Mark Spackman, head of UWA's School of Chemistry and Biochemistry, has been awarded the Aminoff Prize in Crystallography for designing a new way to visualise how molecules fit together to form crystals.
He developed his theory into a software program that allows other researchers to more easily study crystalline molecules.
Professor Spackman, who first began work this area in 1996, says learning how molecules stick together in the way they do has "ramifications in all sorts of areas" of chemistry.

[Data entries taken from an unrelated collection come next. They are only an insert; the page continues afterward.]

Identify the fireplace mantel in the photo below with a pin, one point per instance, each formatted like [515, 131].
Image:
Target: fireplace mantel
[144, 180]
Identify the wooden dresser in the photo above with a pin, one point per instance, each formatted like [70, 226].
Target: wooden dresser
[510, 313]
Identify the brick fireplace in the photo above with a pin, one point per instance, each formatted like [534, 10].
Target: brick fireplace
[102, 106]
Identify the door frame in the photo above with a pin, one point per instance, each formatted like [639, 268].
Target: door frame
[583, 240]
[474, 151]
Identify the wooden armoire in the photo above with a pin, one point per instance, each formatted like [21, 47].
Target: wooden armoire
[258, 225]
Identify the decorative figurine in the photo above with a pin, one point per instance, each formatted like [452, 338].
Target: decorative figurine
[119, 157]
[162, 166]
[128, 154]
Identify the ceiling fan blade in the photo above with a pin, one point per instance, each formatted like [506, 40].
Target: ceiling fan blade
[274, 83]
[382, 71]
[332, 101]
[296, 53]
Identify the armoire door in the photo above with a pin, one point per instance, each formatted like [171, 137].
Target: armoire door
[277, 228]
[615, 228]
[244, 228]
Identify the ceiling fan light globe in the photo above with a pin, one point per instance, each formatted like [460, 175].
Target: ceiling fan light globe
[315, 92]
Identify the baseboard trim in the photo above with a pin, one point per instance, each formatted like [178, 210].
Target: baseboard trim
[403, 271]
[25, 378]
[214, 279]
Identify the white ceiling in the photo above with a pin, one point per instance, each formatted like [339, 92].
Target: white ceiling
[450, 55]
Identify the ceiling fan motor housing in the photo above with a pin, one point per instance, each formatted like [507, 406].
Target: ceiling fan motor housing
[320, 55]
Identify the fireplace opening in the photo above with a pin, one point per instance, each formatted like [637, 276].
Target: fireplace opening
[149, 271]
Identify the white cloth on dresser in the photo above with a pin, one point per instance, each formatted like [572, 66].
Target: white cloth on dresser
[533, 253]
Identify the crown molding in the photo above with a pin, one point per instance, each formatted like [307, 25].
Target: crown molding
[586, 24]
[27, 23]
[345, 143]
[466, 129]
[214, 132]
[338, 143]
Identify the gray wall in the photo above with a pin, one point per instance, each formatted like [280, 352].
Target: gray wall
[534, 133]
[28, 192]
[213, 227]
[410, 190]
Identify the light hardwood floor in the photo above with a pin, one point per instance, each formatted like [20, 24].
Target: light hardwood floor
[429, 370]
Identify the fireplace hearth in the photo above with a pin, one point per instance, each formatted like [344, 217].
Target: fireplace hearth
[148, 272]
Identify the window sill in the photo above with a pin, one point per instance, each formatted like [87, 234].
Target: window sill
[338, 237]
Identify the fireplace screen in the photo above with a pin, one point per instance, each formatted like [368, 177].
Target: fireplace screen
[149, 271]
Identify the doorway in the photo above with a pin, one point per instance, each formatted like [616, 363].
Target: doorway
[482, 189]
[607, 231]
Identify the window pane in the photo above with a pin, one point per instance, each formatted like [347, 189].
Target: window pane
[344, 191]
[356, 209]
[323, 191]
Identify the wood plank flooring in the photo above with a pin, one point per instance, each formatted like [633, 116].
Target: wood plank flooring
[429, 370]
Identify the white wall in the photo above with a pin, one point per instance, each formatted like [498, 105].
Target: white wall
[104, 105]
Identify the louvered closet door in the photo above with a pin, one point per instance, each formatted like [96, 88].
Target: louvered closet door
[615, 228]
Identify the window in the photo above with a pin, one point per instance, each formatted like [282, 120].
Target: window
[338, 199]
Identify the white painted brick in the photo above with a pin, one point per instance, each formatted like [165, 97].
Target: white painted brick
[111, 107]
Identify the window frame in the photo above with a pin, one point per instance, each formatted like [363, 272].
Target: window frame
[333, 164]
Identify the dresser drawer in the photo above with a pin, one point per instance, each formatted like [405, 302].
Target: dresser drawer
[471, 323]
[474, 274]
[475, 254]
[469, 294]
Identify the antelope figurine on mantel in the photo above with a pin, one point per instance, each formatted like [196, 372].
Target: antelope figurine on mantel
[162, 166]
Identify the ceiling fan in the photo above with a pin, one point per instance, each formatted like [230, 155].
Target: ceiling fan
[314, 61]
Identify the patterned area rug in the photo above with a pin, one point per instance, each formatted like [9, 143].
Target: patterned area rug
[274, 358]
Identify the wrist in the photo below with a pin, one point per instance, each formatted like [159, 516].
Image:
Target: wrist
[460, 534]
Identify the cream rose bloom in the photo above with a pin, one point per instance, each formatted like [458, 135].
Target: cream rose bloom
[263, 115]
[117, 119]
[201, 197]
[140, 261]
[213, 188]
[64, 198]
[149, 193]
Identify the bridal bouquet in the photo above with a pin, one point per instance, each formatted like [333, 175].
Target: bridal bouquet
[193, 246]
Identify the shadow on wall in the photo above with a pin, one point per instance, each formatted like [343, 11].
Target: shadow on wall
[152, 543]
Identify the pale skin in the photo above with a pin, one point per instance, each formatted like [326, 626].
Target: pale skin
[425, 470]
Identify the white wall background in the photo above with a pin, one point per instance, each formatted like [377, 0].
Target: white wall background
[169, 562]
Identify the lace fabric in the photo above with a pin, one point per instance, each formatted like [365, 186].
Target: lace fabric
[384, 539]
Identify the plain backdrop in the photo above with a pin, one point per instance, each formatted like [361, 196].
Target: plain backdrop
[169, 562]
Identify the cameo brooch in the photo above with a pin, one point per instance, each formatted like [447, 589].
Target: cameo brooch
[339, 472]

One example is in pharmaceuticals. The information could be used to help drug companies protect their patents, by showing exactly how drug molecules are arranged when the compounds are in their solid form—the most usual way of delivering drugs.
"To protect their intellectual property, [drug companies] need to know not just what they have, but if there are any other crystalline forms of it," Prof Spackman says.

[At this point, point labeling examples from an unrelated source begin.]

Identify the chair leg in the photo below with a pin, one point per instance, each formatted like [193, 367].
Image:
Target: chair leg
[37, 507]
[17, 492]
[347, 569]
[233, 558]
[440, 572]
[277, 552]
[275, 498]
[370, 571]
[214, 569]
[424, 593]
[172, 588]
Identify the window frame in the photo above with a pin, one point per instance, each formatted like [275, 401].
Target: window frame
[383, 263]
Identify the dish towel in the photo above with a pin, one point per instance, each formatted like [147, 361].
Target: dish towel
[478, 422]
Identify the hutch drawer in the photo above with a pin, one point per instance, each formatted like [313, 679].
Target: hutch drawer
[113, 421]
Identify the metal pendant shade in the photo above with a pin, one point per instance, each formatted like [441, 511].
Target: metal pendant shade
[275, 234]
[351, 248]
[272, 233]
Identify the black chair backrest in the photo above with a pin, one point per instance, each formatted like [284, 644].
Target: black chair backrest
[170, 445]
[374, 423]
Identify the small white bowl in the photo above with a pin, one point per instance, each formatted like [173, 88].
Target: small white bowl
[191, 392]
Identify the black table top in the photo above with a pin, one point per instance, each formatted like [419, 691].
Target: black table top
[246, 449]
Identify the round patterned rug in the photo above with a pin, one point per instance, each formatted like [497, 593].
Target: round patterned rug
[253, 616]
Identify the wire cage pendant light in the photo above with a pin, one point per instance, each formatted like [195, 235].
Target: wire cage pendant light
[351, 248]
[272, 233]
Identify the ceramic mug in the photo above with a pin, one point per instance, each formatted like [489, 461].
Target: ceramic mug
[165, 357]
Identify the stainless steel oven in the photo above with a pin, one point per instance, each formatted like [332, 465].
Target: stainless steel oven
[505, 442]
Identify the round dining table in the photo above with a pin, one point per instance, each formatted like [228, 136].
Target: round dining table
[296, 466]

Not covering their bases in this way could allow a rival company to market a chemically identical drug with a slightly different crystal arrangement.
Chemists deduce a substance's molecular structure by firing beams of X-rays at it - a process called X-ray crystallography. Different molecules scatter the X-rays in different patterns.
Figuring out how those molecules fit together to form larger crystals used to involve poring over charts, tables, and data on the lengths and angles of various atomic bonds.
That's where Prof Spackman's work comes in. Using WA supercomputing provider iVEC’s infrastructure, he developed a software program that takes X-ray crystallography data and spots areas where the electron density is lower—in a sense, the 'gaps' between molecules.
The program, called CrystalExplorer, can then generate a theoretical boundary around each molecule in the crystal matrix—effectively showing where one ends and the next one begins.
Known as the 'Hirshfeld surface', this boundary can be used to visualise how the molecules fit together, rather like looking at how the individual chambers of a honeycomb form a larger pattern.
Prof. Spackman first demonstrated the technique using small, simple crystals such as urea. But it works "all the way from very simple molecules, right up to proteins and enzymes", he says.
The award will be presented by Sweden's King Carl Gustav at a ceremony at the Royal Swedish Academy of Sciences on 5 April 2013.
Prof Spackman will share the 100,000 krona (AU$14,200) prize with Italian researcher Carlo Gatti of the Institute of Molecular Sciences and Technology in Milan, who has made similar strides in interpreting X-ray crystallography.